The President himself, perhaps unwittingly, put his finger on the problem. He went on in his speech to speak up in favor of freedom of religion and of speech, and then said that we need to “uphold the distinction between our faith and our governments. Between church and between state.” He pointed to the freedom of religion that we enjoy here in the U.S., and then said, “That’s not the case in theocracies that restrict people’s choice of faith.”
Alas! Therein lies the whole problem. There is no separation of mosque and state in Islam. Islam, by its very nature, is theocratic. And this is why Muslims can condone violence in the name of the faith.
It didn’t start out that way. A caravan trader until he married a rich widow, at age 40 Mohammed claimed to have been visited by the angel Gabriel. “Proclaim! In the name of the Lord and Cherisher, Who created – “ (Koran, 96:1) the angel supposedly told Mohammed, thereby launching his career as a prophet. Mohammed went forth and began preaching a new religion based on monotheism. But his message encountered opposition in his hometown of Mecca, and he eventually found it necessary to relocate to Medina.
His relocation was a turning point in his career. He now found himself as the leader of a community, and had to concern himself with civil administration. In Sura 2 of the Koran, Mohammed laid out his program for the new religion. It would feature prayer, fasting, pilgrimage and charity. But Islam was now more than just a religion; it was also an organized political state, and as such it had to have the means of self-defense. In this case, however, war became a religious duty. “Fight in the cause of Allah those who fight you” (2:190). Mohammed’s rationale was simple: “Slay them wherever ye catch them, and turn them out from where they have turned you out; for tumult and oppression are worse than slaughter . . .” (v. 191). Violence was sometimes necessary to establish peace and order. “And fight them on until there is no more tumult or oppression, and there prevail justice and faith in Allah” (v. 193).
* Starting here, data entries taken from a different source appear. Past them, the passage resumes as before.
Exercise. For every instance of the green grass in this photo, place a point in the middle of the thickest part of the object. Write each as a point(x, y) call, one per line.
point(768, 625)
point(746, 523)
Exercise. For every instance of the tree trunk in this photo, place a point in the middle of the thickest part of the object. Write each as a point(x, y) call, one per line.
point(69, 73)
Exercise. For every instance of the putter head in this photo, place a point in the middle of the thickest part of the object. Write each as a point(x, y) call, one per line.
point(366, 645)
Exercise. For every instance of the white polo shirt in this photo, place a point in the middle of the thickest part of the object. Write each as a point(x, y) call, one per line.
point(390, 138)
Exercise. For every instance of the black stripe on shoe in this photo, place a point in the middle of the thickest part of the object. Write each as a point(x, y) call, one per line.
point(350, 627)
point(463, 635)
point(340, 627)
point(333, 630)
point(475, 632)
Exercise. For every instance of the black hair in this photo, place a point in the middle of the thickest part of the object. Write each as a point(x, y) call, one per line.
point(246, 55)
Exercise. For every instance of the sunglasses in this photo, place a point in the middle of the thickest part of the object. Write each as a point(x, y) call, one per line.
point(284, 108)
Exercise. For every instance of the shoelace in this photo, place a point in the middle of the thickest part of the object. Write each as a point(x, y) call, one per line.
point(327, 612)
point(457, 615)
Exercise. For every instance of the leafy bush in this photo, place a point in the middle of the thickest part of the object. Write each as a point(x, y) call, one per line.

This does not necessarily mean, however, wanton, indiscriminate bloodshed. Jihad was conceived originally as a defensive war, and Mohammed urged restraint. Muslims are to fight the enemies of Islam, “But if they cease, let there be no hostility except to those who practice oppression” (v. 193). And Mohammed specifically declared, at least at this early stage, “Let there be no compulsion in religion” (v. 256).
At first Mohammed showed a certain amount of deference to Jews and Christians, the “People of the Book.” But as time went on and they too opposed his message, he came to see them as enemies of Islam as well. In Sura 9, written near the end of his life, Mohammed accused both Jews and Christians of being essentially polytheistic, and urged his followers to “Fight those who believe not in Allah nor the Last Day . . .” (9:29). Nevertheless, if Jews and Christians were willing to submit to the authority of an Islamic government and pay a Jizyah, a kind of poll-tax, they would be permitted to live.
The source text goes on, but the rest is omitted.